Here's how to do so while keeping a positive relationship with this vendor.

By Alyssa Brown
September 24, 2019
outdoor wedding venue barn
Credit: Tec Petaja

Is your wedding venue absolutely pristine with the exception of a large scuff on a white wall, or a broken fence post at the entryway? This is not uncommon. As you can imagine, hosting weddings and events results results in a lot of wear and tear on any venue. Many large venues have entire teams dedicated to keeping their property looking its best, but smaller event spaces and private estates may have only one venue manager keeping an eye out for damage and clutter. Regardless of the size of your venue, you'll likely want the place looking its best for your wedding day. If you've noticed something that needs to be fixed or cleaned up, here are a few ways to go about making this request.

Prior to signing your contract, you may be able to use this as a negotiating tool.

For issues that are obvious during an initial venue tour, wedding planner Julie Savage Parekh of Strawberry Milk Events recommends bringing them up right away. She says, "I think these things are always better asked before signing a contract as a negotiating tool. The venue will be more likely to accommodate your requests if they're also trying to get you to sign on the dotted line."

Keep the maintenance requests to a minimum and communicate clearly.

Parekh says, "I'd advise asking politely rather than demanding, at least to start the conversation. Sometimes a call or in-person conversation will go over better than sending a two-page document on all the things that you think a venue should fix. If you make this a point of discussion, try to stay focused on the issue rather than piggy-back it off of another point or disappointment. Otherwise, the venue will feel like you're just looking to complain, or recoup money spent with a laundry list."

Point out the issue in a way that credits the venue manager for their high standards.

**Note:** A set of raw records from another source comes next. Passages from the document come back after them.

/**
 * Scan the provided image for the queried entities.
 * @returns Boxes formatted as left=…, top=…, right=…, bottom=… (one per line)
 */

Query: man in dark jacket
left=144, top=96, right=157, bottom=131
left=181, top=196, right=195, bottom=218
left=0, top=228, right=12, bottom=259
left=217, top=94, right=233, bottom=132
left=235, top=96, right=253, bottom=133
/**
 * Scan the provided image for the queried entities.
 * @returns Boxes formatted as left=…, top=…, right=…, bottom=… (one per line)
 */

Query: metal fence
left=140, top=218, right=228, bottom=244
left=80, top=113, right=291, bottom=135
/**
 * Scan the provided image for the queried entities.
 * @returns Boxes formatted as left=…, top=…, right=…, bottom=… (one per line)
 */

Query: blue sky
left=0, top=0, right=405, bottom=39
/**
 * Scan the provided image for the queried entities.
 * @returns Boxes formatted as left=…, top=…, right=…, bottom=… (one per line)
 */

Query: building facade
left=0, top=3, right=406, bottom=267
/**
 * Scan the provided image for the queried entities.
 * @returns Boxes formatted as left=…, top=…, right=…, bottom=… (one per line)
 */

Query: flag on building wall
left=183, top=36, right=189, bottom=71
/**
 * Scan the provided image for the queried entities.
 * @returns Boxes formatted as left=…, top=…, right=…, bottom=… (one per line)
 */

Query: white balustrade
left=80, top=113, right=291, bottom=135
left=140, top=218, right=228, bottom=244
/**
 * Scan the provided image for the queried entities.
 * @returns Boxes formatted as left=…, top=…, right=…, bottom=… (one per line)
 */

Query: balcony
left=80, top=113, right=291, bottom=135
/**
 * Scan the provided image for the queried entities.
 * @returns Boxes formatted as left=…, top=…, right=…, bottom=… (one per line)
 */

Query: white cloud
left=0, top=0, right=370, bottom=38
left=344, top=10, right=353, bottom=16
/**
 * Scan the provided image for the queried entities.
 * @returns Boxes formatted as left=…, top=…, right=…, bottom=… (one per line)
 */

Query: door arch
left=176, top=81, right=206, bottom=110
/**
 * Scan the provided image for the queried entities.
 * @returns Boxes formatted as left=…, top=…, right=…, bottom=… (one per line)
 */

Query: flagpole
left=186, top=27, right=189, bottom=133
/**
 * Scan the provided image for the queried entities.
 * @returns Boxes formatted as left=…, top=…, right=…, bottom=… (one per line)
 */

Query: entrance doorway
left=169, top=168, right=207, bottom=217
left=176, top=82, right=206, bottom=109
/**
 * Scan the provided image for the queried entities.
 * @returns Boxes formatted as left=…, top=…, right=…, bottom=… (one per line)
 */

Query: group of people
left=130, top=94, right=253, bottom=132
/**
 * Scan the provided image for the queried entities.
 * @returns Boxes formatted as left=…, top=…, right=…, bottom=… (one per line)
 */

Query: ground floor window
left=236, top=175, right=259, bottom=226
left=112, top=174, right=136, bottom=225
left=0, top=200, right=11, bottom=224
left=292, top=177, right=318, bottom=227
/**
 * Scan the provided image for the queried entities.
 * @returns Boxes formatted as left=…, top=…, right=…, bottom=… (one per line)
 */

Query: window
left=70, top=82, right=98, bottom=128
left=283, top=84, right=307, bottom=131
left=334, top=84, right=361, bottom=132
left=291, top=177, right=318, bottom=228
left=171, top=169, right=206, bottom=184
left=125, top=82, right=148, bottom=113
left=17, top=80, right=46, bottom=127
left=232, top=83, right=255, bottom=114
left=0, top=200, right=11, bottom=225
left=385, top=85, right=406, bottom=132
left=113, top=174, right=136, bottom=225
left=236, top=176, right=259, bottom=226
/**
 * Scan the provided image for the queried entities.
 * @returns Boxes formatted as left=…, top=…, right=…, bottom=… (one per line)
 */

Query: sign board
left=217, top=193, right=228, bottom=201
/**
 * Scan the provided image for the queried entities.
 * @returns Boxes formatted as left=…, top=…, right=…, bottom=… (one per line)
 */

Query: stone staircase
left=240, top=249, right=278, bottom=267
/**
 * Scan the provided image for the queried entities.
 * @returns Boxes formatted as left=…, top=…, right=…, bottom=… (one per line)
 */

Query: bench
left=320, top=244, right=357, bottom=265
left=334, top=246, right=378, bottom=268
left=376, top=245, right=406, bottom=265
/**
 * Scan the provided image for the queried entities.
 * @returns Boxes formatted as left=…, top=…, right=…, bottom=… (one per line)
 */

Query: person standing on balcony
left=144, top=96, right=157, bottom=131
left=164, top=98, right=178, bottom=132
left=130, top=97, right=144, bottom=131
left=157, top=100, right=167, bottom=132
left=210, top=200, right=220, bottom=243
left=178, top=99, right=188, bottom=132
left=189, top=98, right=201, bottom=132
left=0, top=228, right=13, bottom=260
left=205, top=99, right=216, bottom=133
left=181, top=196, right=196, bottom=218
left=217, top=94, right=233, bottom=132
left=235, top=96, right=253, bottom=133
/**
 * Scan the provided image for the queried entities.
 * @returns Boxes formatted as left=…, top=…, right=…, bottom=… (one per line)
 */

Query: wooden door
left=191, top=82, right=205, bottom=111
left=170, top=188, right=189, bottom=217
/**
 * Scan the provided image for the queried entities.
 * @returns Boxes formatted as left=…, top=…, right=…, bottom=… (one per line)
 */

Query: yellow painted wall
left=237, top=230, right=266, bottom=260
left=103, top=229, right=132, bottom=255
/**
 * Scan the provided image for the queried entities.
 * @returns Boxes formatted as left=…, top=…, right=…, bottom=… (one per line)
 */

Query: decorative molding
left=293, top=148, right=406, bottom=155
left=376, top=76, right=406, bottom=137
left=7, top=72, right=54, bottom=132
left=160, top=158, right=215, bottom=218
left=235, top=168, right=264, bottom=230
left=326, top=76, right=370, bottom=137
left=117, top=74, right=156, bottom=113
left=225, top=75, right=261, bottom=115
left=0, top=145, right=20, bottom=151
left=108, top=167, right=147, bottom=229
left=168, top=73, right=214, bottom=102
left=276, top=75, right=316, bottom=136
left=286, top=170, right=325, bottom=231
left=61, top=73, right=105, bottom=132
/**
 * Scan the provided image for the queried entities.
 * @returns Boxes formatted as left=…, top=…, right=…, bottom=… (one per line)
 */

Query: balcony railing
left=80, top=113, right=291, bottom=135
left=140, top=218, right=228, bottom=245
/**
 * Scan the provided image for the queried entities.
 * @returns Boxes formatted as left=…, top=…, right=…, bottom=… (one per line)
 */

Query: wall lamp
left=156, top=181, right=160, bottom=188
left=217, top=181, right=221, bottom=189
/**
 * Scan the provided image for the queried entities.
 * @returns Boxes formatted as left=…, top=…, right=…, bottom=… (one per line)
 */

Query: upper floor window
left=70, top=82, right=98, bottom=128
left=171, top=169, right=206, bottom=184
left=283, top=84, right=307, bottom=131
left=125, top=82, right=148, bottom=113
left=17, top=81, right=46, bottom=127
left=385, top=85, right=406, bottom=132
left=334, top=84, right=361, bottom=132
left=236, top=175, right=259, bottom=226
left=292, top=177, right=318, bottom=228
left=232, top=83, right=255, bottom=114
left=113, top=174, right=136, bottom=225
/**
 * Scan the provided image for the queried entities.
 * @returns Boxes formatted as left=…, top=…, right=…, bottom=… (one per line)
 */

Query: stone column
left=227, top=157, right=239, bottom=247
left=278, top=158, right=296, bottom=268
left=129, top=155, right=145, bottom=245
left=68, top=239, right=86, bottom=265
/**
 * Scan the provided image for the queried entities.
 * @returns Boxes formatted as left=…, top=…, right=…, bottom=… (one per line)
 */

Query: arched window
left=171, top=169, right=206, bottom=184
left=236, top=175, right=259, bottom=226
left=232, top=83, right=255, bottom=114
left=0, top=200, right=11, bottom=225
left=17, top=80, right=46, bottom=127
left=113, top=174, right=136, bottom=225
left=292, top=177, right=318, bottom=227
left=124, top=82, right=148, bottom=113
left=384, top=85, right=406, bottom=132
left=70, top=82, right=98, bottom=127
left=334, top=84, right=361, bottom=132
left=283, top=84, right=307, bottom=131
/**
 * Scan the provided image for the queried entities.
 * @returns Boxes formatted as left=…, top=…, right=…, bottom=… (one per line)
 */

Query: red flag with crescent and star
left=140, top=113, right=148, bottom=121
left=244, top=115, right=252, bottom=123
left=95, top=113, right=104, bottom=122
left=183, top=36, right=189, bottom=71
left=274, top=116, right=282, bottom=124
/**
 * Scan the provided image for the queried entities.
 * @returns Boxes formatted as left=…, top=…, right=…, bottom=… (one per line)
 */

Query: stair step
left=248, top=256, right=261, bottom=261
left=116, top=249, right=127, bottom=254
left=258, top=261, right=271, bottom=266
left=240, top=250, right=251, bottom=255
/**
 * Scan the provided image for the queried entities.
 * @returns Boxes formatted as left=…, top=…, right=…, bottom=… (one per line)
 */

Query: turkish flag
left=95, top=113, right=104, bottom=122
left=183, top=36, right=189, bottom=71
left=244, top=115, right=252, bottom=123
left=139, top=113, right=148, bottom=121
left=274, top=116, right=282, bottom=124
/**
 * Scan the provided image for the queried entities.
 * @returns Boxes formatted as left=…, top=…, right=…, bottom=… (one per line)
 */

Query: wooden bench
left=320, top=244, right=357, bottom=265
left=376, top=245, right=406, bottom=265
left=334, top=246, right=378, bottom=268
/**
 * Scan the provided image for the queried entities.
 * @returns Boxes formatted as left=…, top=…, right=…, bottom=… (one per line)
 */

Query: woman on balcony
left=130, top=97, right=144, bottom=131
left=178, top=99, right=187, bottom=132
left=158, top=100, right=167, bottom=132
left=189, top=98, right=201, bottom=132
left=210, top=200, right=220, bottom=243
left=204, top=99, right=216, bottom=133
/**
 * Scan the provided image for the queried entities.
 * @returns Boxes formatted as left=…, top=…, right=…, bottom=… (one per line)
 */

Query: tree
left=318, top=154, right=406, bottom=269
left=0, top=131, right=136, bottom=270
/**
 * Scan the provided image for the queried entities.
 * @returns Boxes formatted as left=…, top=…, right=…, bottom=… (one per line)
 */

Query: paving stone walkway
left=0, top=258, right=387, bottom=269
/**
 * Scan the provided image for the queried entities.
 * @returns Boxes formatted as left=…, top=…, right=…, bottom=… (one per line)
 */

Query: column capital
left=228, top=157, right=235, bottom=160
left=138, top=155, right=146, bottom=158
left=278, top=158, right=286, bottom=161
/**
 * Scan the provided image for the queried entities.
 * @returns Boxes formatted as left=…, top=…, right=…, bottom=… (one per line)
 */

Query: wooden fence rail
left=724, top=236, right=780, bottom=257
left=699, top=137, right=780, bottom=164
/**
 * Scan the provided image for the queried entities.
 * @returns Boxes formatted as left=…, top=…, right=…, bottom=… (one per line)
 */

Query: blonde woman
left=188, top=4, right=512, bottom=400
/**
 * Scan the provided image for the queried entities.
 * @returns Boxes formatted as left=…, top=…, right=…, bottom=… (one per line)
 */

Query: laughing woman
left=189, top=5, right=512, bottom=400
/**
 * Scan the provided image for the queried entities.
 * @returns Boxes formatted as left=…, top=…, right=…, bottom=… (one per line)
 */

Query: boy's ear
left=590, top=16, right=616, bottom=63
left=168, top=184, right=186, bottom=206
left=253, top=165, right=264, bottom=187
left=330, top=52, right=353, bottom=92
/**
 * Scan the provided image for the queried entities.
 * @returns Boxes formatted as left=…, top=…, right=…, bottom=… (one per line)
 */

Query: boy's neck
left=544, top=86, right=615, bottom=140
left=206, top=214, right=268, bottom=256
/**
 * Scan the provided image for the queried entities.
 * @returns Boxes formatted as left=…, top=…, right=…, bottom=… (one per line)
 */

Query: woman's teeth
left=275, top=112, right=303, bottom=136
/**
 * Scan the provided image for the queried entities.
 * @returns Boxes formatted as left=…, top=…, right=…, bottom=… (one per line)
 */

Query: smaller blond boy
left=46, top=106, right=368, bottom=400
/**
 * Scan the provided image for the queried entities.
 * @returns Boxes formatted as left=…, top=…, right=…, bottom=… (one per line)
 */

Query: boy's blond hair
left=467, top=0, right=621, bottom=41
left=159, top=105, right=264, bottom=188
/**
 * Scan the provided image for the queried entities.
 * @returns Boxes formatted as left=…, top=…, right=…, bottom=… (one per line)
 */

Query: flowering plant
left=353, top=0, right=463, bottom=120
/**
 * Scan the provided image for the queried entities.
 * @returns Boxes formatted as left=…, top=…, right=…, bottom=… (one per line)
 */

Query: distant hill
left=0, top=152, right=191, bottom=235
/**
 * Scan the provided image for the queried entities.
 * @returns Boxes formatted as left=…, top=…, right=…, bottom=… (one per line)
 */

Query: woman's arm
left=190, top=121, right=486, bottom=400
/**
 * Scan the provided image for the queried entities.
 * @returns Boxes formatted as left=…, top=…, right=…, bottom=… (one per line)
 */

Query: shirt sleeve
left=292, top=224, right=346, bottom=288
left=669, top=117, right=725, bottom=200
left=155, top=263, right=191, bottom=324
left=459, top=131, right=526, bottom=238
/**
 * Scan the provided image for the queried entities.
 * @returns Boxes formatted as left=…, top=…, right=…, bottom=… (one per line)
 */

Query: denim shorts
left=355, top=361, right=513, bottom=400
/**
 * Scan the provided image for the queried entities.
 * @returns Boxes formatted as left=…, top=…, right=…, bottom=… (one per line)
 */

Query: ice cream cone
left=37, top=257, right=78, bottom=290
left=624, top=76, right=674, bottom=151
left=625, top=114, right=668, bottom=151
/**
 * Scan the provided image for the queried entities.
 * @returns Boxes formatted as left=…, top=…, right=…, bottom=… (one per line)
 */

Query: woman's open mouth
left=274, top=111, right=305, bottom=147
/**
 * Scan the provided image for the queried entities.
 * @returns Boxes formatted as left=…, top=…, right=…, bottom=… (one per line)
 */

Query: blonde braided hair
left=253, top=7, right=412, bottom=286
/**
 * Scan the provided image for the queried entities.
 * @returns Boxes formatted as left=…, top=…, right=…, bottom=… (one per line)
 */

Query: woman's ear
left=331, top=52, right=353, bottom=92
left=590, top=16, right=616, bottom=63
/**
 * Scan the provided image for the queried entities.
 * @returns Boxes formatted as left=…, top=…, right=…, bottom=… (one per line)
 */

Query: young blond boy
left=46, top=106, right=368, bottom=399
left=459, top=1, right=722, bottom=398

Many venue managers take pride in keeping their property looking its best, and you want to approach any conversation about maintenance in a delicate manner. It's usually best to assume they may not have noticed a new stain in the carpeting or other damage from a previous event. If the standards at your venue are generally high, simply pointing out a problem may be enough to get it fixed. Parekh says, "Sometimes you don't notice things until you take a closer look, like after you've signed your contract, or during a second or third site visit. And sometimes, you notice things that have broken or changed since you first visited. I think it's perfectly acceptable to point out these things if it's not up to the venue's typical standards."